Obesity is a serious health issue in America because it increases the risk of other complications, including heart disease, cancer, and type 2 diabetes. Now new research suggests that obesity may also be linked to severe cases of COVID-19.
Studies Reveal Preliminary Evidence
To date, at least three studies have explored the potential connection between obesity and COVID-19, hoping to answer the question: does obesity put patients at higher risk of the coronavirus?
One UK-based study of nearly 17,000 hospital patients with COVID-19 revealed that obese patients had a 33% greater risk of dying than those who were not obese. Another study out of the UK focused on critically ill patients in the intensive care unit. Nearly 35% of those patients were overweight, 31.5% were obese, and 7% morbidly obese. Overall, that equals 73% of critically ill patients classified as obese compared to 26% with a healthy BMI.
The National Health Service, which provides healthcare for all UK citizens, also performed a study of its electronic health records.
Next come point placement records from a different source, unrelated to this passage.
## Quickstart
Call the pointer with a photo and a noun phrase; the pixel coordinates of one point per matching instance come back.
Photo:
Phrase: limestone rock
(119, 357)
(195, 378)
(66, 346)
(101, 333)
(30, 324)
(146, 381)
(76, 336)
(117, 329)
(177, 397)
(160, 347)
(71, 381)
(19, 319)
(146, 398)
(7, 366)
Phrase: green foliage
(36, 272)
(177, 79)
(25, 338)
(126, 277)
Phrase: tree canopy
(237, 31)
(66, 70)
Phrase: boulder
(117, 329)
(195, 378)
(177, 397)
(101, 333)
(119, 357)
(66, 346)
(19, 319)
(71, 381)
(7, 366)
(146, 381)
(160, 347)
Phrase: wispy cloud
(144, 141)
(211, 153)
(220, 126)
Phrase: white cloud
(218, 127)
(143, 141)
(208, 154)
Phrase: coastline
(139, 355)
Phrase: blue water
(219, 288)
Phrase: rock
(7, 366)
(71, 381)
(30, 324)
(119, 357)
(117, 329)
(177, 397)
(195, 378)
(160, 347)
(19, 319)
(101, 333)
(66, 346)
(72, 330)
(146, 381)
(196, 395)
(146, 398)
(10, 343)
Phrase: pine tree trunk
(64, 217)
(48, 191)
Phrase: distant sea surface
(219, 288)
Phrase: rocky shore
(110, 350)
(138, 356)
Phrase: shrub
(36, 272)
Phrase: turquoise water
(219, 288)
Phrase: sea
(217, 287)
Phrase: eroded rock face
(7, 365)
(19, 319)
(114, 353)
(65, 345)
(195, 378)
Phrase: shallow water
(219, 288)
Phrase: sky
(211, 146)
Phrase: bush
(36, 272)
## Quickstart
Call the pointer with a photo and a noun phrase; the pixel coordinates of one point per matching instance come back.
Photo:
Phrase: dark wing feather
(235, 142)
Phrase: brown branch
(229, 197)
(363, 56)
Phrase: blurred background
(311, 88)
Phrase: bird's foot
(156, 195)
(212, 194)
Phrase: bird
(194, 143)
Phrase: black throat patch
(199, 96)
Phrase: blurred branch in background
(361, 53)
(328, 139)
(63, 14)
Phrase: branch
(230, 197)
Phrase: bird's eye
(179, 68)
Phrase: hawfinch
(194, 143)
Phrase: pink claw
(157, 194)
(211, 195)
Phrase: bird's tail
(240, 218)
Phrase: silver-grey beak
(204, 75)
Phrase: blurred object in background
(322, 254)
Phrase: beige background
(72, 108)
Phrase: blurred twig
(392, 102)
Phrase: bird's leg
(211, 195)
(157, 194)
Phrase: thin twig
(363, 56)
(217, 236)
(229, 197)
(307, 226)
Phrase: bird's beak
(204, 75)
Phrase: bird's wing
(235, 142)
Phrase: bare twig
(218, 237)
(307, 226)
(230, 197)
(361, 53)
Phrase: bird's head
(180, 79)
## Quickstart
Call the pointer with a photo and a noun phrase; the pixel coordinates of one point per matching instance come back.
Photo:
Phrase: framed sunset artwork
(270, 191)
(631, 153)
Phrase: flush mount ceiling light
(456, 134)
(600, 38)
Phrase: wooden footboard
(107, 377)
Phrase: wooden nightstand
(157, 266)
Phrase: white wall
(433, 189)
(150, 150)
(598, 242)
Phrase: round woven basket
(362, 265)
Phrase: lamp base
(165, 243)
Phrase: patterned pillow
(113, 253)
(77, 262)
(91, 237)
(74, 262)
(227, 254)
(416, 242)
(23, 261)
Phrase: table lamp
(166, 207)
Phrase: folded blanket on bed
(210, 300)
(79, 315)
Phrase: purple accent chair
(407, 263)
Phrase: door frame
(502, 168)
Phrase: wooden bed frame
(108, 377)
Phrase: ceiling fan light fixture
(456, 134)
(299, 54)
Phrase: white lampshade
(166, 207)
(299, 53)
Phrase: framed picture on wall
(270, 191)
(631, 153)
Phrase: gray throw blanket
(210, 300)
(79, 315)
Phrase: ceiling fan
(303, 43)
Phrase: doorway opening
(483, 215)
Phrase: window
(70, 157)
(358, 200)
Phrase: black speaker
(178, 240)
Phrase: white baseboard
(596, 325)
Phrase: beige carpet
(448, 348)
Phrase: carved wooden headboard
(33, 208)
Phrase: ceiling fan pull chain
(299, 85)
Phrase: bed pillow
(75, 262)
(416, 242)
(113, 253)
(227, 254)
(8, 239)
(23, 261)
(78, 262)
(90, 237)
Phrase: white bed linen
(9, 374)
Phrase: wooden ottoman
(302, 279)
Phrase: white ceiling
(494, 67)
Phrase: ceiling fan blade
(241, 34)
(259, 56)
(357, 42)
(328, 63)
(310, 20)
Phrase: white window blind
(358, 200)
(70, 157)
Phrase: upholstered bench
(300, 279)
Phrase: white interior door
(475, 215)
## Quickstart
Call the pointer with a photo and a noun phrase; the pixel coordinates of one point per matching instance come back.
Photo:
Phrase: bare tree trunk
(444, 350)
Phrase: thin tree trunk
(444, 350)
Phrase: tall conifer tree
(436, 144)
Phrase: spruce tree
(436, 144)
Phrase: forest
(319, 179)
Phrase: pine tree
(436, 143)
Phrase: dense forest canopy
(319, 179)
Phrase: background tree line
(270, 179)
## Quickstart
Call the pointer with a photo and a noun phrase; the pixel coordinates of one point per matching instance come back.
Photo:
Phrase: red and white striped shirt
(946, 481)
The data indicate that obese COVID-19 patients faced double the risk of dying from the coronavirus when compared to others. Their risk rose even higher when obesity-related health conditions like type 2 diabetes and heart disease were taken into consideration.
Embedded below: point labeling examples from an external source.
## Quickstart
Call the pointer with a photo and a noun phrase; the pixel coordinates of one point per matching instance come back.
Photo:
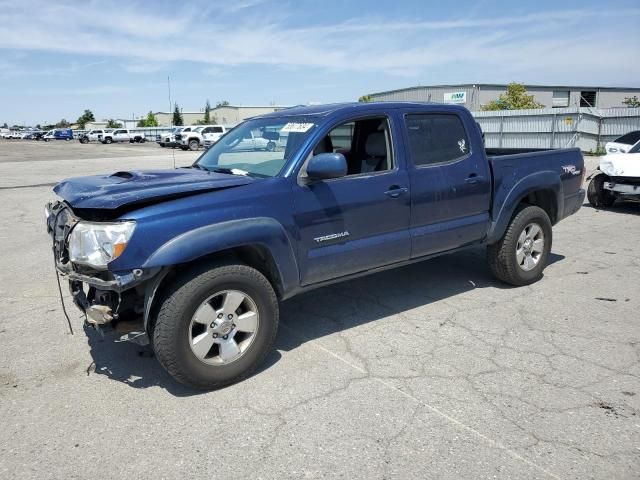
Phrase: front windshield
(260, 147)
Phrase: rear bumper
(622, 188)
(572, 203)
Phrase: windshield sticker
(296, 127)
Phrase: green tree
(515, 98)
(85, 118)
(207, 113)
(177, 116)
(149, 121)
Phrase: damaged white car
(617, 178)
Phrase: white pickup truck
(169, 139)
(196, 137)
(123, 135)
(94, 135)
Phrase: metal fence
(586, 128)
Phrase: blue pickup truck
(201, 256)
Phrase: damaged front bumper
(111, 301)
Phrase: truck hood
(621, 165)
(142, 187)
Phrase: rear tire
(173, 334)
(596, 194)
(514, 259)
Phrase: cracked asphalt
(434, 370)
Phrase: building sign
(455, 97)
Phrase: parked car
(120, 135)
(195, 137)
(169, 139)
(59, 134)
(94, 135)
(38, 135)
(617, 178)
(624, 143)
(204, 254)
(212, 134)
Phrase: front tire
(216, 326)
(596, 194)
(521, 255)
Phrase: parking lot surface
(434, 370)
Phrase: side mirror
(327, 165)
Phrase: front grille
(60, 222)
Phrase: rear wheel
(216, 326)
(596, 194)
(521, 255)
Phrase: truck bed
(558, 170)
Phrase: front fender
(506, 201)
(209, 239)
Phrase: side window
(366, 145)
(630, 138)
(436, 138)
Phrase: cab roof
(330, 108)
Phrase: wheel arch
(543, 190)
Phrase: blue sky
(59, 57)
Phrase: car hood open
(142, 187)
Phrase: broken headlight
(97, 244)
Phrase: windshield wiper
(230, 171)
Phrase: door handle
(473, 178)
(395, 191)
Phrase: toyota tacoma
(200, 257)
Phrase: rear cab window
(436, 138)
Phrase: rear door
(360, 221)
(450, 182)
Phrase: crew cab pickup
(93, 135)
(123, 135)
(200, 136)
(170, 139)
(201, 256)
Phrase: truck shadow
(319, 313)
(629, 208)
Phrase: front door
(360, 221)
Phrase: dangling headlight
(97, 244)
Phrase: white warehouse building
(474, 96)
(228, 115)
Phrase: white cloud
(148, 40)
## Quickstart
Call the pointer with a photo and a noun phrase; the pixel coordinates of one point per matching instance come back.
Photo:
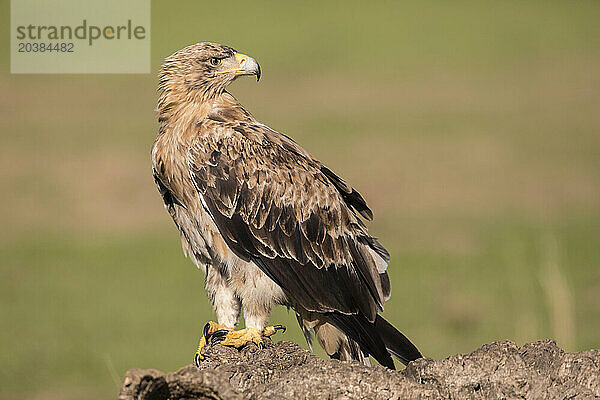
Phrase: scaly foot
(215, 333)
(209, 330)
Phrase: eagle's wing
(277, 206)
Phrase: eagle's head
(203, 70)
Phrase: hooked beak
(246, 66)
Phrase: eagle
(267, 223)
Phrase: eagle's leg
(244, 336)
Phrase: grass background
(472, 129)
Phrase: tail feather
(360, 330)
(395, 342)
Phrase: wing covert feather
(277, 206)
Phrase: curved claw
(218, 336)
(205, 330)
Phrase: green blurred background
(472, 129)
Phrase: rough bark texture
(501, 370)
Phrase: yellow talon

Chinese research echoes these findings. In two cohorts of Chinese adults with COVID-19, those with obesity were at least three times more likely to have a severe case of the disease.
This evidence is so compelling that the Centers for Disease Control and Prevention (CDC) now lists severe obesity as a risk factor for severe COVID-19. According to the CDC, severe obesity is defined as a BMI of 40 or above.
Why Is Obesity a Risk Factor for COVID-19?
Obesity is believed to be such a major risk factor for COVID-19 due to the effect it has on the body’s respiratory system. The extra fat and weight that sits on the body cause resistance in the airways, lower lung volume, and weaker respiratory muscles, all of which are essential in the defense against coronavirus infection.
As a result, obesity increases the likelihood of COVID-19-induced pneumonia, which leads to the use of a ventilator and higher risk of death. The other complications closely associated with obesity, like high blood pressure, high cholesterol, and diabetes, also make people susceptible to infection, so people with obesity face a double or triple threat.
Diabetes, for example, has been identified as a major risk factor in COVID-19 patients. “There is data emerging showing that hyperglycemia [high levels of glucose in the blood], even in the range where diabetes cannot be diagnosed, is a strong and independent predictor of a severe course of COVID-19,” explains Dr. Norbert Stefan of the German Center for Diabetes Research.
The bottom line? Though obesity does not increase the likelihood of infection, it does increase the risk of worsened outcomes. As Gian P. Fadini, MD, PhD, associate professor of endocrinology at the University of Padova, Italy, explained, “People with diabetes can be reassured they are not at higher risk for becoming infected, but they have to pay additional attention to symptoms and signs of disease progression.”